Bloomberg Opinion — Christmas celebrations have long been a corporate event. Shopping malls are filled with eager gift shoppers, searching at department stores like Macy’s for perfumes or sweaters and at Best Buy for new laptops or smartphones. Porches overflowing with stacks of online orders from Amazon (AMZN) or Walmart (WMT) emblazoned with their logos. But increasingly, retailers don’t just want to be a place to shop during the holidays, they also want to be the gift you give.
Food and goods companies have come out with new products for the holidays, from $25 Panera macaroni and cheese pillows to $70 McDonald’s-branded Crocs. Driven in part by nostalgia and kitsch, companies want to seize any opportunity to align their name with cultural moments that make them more than just a place to grab a cup of soup or a McFlurry in the evening. They want to be seen as some kind of lifestyle brand.
At a time when industry observers are bracing for a pullback in consumer spending, food and goods companies are paving the way for incremental sales that also fix their brand in the public imagination, and increase their profits. chances of surviving any possible drop in spending.

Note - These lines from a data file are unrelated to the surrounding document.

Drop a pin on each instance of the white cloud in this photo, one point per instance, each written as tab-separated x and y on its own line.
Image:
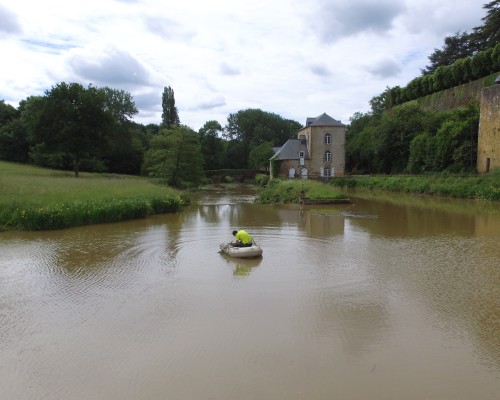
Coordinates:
291	58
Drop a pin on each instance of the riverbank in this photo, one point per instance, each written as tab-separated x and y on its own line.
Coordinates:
292	191
34	198
478	187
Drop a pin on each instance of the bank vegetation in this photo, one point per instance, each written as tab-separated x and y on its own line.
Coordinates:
290	191
466	186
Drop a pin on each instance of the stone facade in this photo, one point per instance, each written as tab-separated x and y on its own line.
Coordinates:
318	152
488	146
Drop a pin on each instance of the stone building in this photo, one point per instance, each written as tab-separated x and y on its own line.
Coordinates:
317	153
488	143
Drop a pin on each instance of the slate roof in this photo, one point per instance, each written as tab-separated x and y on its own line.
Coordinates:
290	150
323	120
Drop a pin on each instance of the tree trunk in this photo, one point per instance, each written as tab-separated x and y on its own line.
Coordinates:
77	167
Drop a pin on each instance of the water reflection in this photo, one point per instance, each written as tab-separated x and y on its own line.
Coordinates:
402	295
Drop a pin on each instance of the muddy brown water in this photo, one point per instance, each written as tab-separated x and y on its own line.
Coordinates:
382	299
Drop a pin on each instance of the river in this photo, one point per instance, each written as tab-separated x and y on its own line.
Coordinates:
388	298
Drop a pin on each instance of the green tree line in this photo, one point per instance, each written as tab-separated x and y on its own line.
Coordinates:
464	57
397	137
89	129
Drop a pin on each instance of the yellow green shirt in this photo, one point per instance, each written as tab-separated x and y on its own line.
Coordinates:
243	236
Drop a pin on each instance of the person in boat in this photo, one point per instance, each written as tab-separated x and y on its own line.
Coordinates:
242	239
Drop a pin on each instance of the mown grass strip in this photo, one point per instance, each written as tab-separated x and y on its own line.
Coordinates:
480	187
34	198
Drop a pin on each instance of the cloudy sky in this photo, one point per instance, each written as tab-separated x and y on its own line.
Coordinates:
293	58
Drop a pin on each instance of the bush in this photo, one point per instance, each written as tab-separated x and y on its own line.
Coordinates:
261	179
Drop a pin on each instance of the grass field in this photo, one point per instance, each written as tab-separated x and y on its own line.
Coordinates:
33	198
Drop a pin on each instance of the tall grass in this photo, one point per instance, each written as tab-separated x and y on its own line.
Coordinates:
289	191
33	198
482	187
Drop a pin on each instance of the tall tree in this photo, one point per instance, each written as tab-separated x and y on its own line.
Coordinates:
175	156
455	48
212	146
488	35
254	126
120	104
169	117
73	120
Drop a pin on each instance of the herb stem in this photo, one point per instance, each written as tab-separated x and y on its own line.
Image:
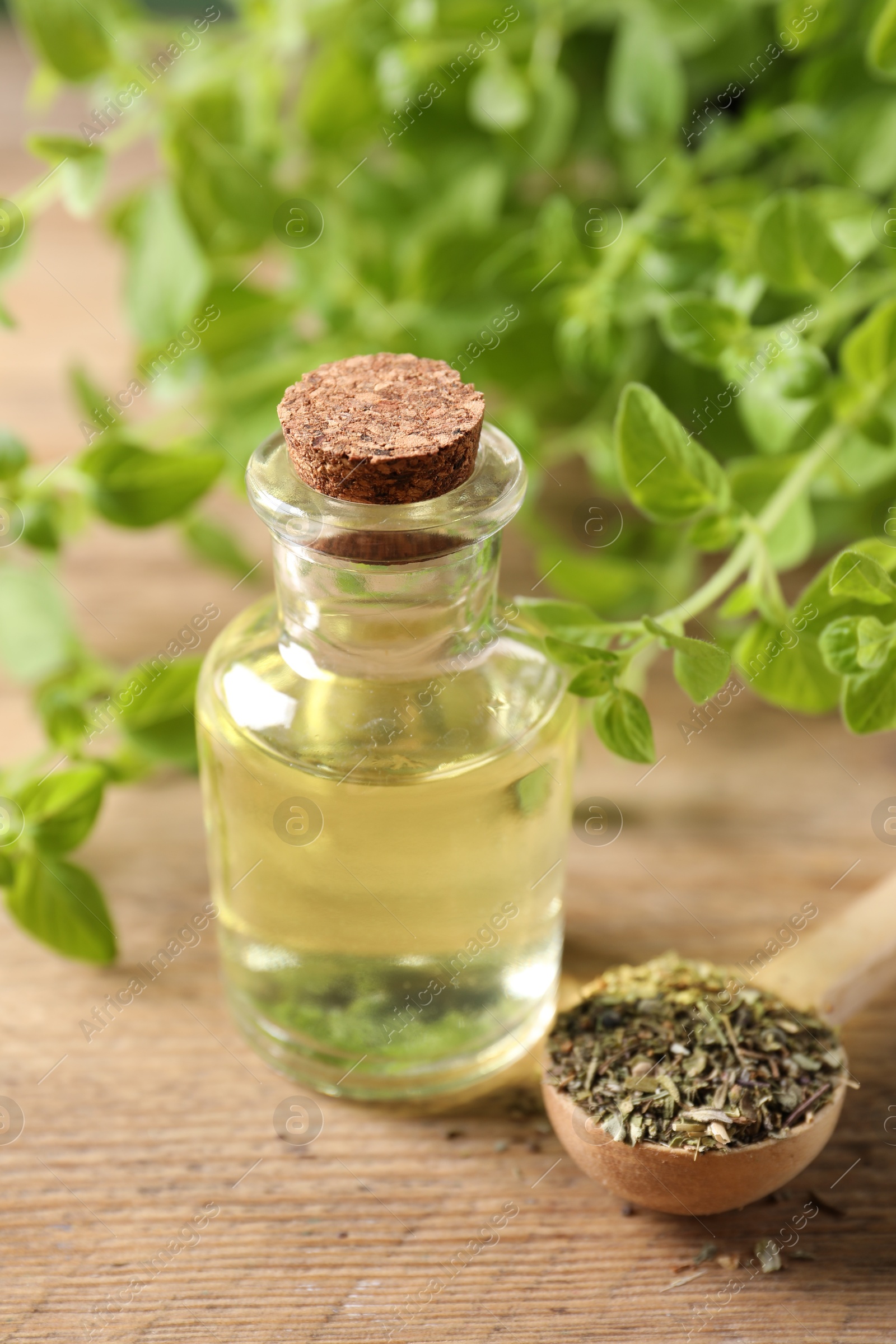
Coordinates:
742	557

It’s difficult to pinpoint exactly when fast-food chains and big-box retailers started getting into the brand-name game. But, of course, in recent years, the marketing of this type of products seems to have increased, which has caused some to sell out quickly. For example, Asian fusion restaurant chain PF Chang China Bistro’s Good Fortune pen and three-piece enamel pin set sold out almost as soon as they hit its website.
After Cincinnati Bengals wide receiver Ja’Marr Chase wore a $120 7-Eleven x King Ice pendant in October, it quickly sold out, a 7-Eleven spokesperson told me. Target’s “Barbie Skipper First Job Target Doll,” which comes with a cash register, shopping bag and basket of goods (all featuring the iconic red and white target logo), is the best-selling Barbie doll of the company. The retailer also has a branded toy shopping cart, which was its third best-selling toy during Black Friday week this year. Walmart can only hope that this cultural cache becomes a children’s toy.
That cultural cache, or what in the world of finance is called “goodwill,” can mean important benefits. McDonald’s, 7-Eleven and Target declined to reveal how profitable these product lines have been for them. But Kelly Pederson, who heads the retail practice at accounting and professional services firm PwC, told me that selling kitschy clothing and accessories is like making a profit on cheap advertising.
Not only does the retailer make $10 for a keychain or $50 for a hoodie, it also gets someone to wear its brand. Retailers who get into the branded clothing business only have to spend a portion of their marketing budget designing and sourcing knick-knacks and posting them on their website. It’s not a business that requires millions of dollars or months of consumer research.
Of course, the idea of branded merchandise is not new. National restaurants and fast food chains, such as Hard Rock Cafe and Trader Joe’s, have a long history of reaching into closets and drawers for decades. They managed to create brands that suggested a type of person and a lifestyle more than a place to eat or shop.
Wearing a Hard Rock Cafe t-shirt in the early 2000s meant you were truly a rocker, and if you had one from a restaurant outside the US, it also meant you were well traveled. A canvas bag from Trader Joe’s suggests that you are a cultured and food-conscious person, but you don’t have a dime. By simply slinging one over your shoulder, you mark yourself as related to others who recognize the brand because they, too, are probably overeducated, underpaid, and big fans of Trader Joe’s “Everything But The Bagel” sesame seasoning mix.
That kind of influence is not taken for granted. Take fast-fashion chain Forever 21. In 2019, it had a brief stint of apparel collaborations with PepsiCo’s colossal household brands Flamin’ Hot Cheetos and the US Postal Service, leaving shoppers more confused than ever. inspired. Turns out, there wasn’t much demand among Forever 21 shoppers for Flamin’ Hot Cheetos crop tops or white hoodies printed with a USPS tracking receipt. A search for “USPS” on the store’s website shows no products available, and a search for “Cheetos” only shows one T-shirt for sale. Not even an international brand can sell poorly executed products.
As University of Pennsylvania Wharton Business School marketing professor Z. John Zhang pointed out to me, it’s all about the product. McDonald’s may have a hard time selling brand-name lipstick (who wants to put lipstick on before eating a Big Mac?). But a hoodie or Crocs marketed toward men and boys? Of course it could work. That said, PepsiCo could have more success with its vintage logo designs, and USPS could find more market for its framed Star Wars stamps.
Buyers have become more fickle in recent years as the Internet expands their range of options. In the US there has been a 14% decline in customer loyalty, from 79% last year to 68% this year, according to the SAP Emarsys Customer Loyalty Index. In such a competitive environment and with cautious shoppers, retail and restaurant businesses would do well to invest in everything they can to maintain their name with consumers. Of course, a t-shirt won’t save a company. But if you have the cache, it doesn’t hurt to try to take advantage of it.
This note does not necessarily reflect the opinion of the editorial board or of Bloomberg LP and its owners.